Spark is pretty nice looking, but along with the performance problems, I’ve read about some security issues in how they handle the email (they collect data from “commercial” emails and sell the info). Perhaps they’ve changed in the last year, but the Spark ship has sailed for me. It also doesn’t offer full Google Calendar integration.
I tried using Airmail, which also looks very nice, but it’s lack of full calendar integration and complete lack of Google Chat/Hangouts was a non-starter for me with this app as well. Again, this may have changed in the last year since I’ve used it.
I absolutely hate the Gmail interface (which obviously MailPlane uses), but I haven’t found any other app that doesn’t sacrifice full functionality for a nice GUI.
I hope you find something to your liking, and look forward to seeing your findings.
Does anyone know if Mailplane servers collect or maintain data from our Gmail accounts?

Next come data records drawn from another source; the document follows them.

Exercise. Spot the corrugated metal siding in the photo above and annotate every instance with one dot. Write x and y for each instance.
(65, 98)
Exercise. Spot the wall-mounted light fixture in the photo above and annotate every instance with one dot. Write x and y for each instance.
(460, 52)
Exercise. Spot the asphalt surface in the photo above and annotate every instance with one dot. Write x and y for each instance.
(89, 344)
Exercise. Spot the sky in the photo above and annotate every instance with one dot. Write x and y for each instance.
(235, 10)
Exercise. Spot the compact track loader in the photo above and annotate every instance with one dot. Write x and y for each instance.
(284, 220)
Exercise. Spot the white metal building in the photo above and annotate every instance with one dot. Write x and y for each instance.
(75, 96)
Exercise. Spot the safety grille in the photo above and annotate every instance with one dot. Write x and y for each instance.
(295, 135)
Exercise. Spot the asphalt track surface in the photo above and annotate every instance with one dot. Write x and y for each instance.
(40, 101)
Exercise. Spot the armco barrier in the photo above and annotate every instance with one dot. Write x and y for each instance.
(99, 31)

I know some of the apps like Spark have to collect and store some of the email content on their servers so they can implement features like Send Later.

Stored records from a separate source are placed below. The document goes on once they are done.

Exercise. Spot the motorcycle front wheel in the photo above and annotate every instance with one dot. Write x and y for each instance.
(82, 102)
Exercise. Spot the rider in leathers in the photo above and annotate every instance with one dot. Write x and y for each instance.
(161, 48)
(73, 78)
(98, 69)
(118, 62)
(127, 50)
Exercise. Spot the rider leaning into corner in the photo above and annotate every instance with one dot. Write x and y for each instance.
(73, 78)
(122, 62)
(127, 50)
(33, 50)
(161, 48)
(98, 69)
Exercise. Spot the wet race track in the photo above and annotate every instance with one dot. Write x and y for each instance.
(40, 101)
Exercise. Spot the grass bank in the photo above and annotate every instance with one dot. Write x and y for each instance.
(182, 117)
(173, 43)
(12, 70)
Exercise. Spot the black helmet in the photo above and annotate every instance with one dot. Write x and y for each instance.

If Mailplane only provides the same features you would natively get through Gmail it may not need to store data on their servers (I hope).
I understand the app have access to our Gmail data but my hope is that nothing leaves my local machine and is being sent back to Mailplane headquarters.

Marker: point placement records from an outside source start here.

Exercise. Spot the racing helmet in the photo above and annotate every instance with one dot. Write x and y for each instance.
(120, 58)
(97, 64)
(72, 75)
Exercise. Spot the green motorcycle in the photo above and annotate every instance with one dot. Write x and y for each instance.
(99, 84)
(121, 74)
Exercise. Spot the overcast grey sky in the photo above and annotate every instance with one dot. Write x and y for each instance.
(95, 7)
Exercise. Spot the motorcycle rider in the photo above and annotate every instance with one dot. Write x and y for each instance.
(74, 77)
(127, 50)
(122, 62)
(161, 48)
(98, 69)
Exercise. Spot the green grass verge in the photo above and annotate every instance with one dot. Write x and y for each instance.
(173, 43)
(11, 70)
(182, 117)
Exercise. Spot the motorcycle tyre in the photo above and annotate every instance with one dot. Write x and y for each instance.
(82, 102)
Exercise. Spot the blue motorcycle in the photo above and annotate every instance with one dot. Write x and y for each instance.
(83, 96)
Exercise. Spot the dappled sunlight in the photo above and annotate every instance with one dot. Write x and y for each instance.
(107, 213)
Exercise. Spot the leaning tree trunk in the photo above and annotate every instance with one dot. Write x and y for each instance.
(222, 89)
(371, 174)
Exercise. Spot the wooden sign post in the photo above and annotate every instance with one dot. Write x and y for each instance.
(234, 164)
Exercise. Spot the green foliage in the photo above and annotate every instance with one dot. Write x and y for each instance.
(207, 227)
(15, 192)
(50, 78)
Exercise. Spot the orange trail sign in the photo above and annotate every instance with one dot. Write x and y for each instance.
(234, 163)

As far as I’m aware, no, there are no “Mailplane servers.” Mailplane has always just been a front-end to the Gmail Web interface, and while you have to log in to Gmail, of course, there is no Mailplane account to log into that would store such information. And there’s no communication of Mailplane settings or the like between machines.
What you describe is true of Spark, however, and many other email apps.
Adam, have you looked at Canary Mail 2? Since Mailplane is just a MacOS shell wrapped around Gmail, perhaps a “fourth” party app might work better for those of us who have other email accounts in addition to Gmail.
I haven’t tried Canary Mail 2, no. I gave Spark a good go, but its performance just wasn’t acceptable with my account, so I went back to Mailplane.
Interestingly, I just read this thread (20200909.) Went to look at Astro, and found it was bought by Slack and shut down. That’s what happened to one of my all-time favorite Mac email clients, Sparrow. Google bought it and trashed it. I used it for many years after.
While I’ve been a Mailplane fan for years, it is a memory hog. I wish it weren’t so as I use older computers. (Never seen the need to have the lastest & greatest when what I have works well for me.)
As to Airmail, I WILL NEVER touch that app again. They continue to autoadd their own set of folders (labels) to Gmail and they have to be disposed of continually (everytime Airmail is reinstalled.)
Not a big fan of Spark, but haven’t found another app to replace it. I’ve looked at Thunderbird, Postbox, Canary and others but Spark, as much as I love to hate it, keeps me coming back. One day, I hope to find something to kick it to the curb and get it off my Mac & iOS (iPadOS) devices.
Thanks for the article and the feedback.
Google’s claims about reading the contents of Gmail turned out not to be totally straightforward. Google never denied allowing Gmail app developers and third parties access to the contents of Gmail messages. Since Mailplane is a third party, be sure to check weather or not this is true if it bothers you:
They make more money from allowing third party developers direct access to Gmail messages. Google already accumulates enough information about Gmail users from all the other tracking they do. IMHO, they have a great PR department, I think even better than Apple’s, that is brilliant in spinning information.
These articles are several years old, so let’s not revive this tangential topic and stay focused on Mailplane and alternatives.